Paper ID: | 908 |
---|---|

Title: | Strategizing against No-regret Learners |

This paper asks how a player should exploit knowledge that their opponent in a repeated game is using a no-regret learning algorithm. Prior work has studied this question in Bayesian settings, such as when the learning player is a buyer and the rational player is a seller. This question extends the ideas to a non-Bayesian setting. In general, the rational player can guarantee the first-mover Stackelberg utility in the game. That is, being rational against a no-regret learner is worth at least as much as going first in a Stackelberg game. If the learning is using a "mean-based" learning method, the rational player can obtain even more utility. I like this paper. The question of how to strategize vs a learning agent is a very hot topic. The result that the rational player can guarantee their Stackelberg utility is quite easy to prove, but is a nice conceptual result none-the-less. The authors also show that certain learning guarantees (no-swap-regret) prevent the rational player from getting more than this, which says something interesting about the use of no-swap-regret methods in competitive environments. The result about improving on Stackelberg utility against mean-based learners is very similar to Braverman et al (2018), but applying these ideas in the non-Bayesian setting is a solid marginal contribution. Overall, this paper makes a solid conceptual contribution in a hot area. The marginal technical contributions are not especially deep, but on net the paper would be a good fit for NeurIPS. I think the paper is a good candidate for acceptance.

Summary of paper: Considers strategies for playing a repeated, general two-player game against an online learning algorithm. Shows tight connections to the Stackelberg equilibria of the game. In general one can guarantee to achieve the utility of being the leader in a Stackelberg equilibrium, and this is tight if the learner has no swap regret. One can gain more against standard "mean-based" learners like FTRL. Summary of opinion: I think this paper asks a very interesting and exciting question in the field of online learning and game-playing (which so far mostly focuses on zero-sum games or specific games like auctions), and provides a useful and valuable solution. I found the paper clear and well-written. The connection to Stackelberg equilibrium is intuitive and clear in hindsight, but an important step forward for the literature.
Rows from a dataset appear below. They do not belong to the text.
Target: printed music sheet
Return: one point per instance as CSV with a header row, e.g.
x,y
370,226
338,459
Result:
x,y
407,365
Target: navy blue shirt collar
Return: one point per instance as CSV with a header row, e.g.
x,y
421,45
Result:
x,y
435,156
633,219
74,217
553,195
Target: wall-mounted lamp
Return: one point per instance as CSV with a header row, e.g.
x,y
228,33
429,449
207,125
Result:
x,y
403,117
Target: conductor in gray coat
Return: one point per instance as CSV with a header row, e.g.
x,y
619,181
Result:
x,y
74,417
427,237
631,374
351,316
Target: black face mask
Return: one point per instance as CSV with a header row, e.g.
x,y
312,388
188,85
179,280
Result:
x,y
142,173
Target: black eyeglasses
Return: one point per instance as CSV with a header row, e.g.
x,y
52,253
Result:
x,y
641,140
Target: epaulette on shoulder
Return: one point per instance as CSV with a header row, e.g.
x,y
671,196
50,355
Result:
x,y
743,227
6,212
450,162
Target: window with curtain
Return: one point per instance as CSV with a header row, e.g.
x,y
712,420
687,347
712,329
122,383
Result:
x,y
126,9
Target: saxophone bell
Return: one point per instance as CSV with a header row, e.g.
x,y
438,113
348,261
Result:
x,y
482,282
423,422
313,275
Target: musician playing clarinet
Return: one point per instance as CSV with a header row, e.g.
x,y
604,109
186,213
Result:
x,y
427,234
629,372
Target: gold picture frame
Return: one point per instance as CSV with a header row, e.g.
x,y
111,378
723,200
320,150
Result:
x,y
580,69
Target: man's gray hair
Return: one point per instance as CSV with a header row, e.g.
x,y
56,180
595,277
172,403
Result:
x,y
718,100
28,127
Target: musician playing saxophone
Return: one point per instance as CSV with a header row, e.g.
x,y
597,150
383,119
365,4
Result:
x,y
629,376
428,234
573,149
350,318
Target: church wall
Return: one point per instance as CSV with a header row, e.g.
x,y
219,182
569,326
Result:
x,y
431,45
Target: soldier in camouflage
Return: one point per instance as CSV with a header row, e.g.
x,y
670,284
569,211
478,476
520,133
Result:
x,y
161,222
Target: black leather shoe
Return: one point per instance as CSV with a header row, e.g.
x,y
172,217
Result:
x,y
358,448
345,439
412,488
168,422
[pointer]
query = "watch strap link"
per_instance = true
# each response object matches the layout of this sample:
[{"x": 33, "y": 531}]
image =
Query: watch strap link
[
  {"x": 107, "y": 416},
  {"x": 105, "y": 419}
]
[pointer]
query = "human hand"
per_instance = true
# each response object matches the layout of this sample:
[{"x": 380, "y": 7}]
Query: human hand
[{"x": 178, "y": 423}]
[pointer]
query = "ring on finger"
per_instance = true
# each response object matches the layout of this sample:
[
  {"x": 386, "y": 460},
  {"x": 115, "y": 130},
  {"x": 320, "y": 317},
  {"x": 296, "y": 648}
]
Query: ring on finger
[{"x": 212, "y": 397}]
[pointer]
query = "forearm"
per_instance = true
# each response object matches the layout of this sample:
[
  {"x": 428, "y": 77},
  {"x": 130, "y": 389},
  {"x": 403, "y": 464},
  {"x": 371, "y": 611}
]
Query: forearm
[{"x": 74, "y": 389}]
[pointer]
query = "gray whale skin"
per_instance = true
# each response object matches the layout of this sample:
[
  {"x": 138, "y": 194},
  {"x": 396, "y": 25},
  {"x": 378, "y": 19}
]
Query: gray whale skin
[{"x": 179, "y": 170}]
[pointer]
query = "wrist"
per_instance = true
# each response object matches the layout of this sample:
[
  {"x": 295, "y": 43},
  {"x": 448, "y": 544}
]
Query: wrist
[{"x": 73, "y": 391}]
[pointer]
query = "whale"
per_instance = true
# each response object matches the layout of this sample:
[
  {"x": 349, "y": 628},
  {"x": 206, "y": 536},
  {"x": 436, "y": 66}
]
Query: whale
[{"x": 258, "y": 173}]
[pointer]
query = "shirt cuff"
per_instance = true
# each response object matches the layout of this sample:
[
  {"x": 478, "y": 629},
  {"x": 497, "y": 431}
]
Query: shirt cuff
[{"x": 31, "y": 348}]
Originality: strong as far as I know. Generalizes some very specific cases in the literature (auctions). Clarity: very good in my opinion. Significance: Quite high. No-regret learning is a broad area of high interest, and I think many researchers will learn from these results and want to build on them. Suggestions for writing clarity: Line 34 - what is epsilon? Definition 2 - asymptotics of gamma are a bit confusing, is gamma a function of T, or t, or neither? Please respond to any part of my review that you feel appropriate.

Braverman et al in EC'18 considered how to sell items to a no-regret buyer. The current paper offers a broad generalization of this result (in a bit of a different context, as buying items in a Bayesian game, while they consider general matrix games). The results are as follows 1. against a no-regret learner one can guarantee at least the Stackelberg value of the game (that is: the value one can get by committing to a move first, and letting the opponent best respond). If the learner is using a no-swap-regret strategy, than this is *exactly* the value attainable (no matter what that strategy is). I find this the most important/interesting finding of the paper. In contrast, if the learner is using a mean-based learning strategy, than an example is provided to show that one can get higher value against such a learner, and theorem 9 offers a characterization of the optimal strategy against such a player. The main result of the Braverman et al paper in EC'18 is an analogous result for auction games, showing that the auctioneer can extract more than the optimal revenue of the 1-shot game against such mean-based learners. I have read the author response. It is unfortunate that the paper does not extend the work to Bayesian games, and hence doesn't offer a clear comparison with the Braverman paper. But the results are very strong, and enlightening.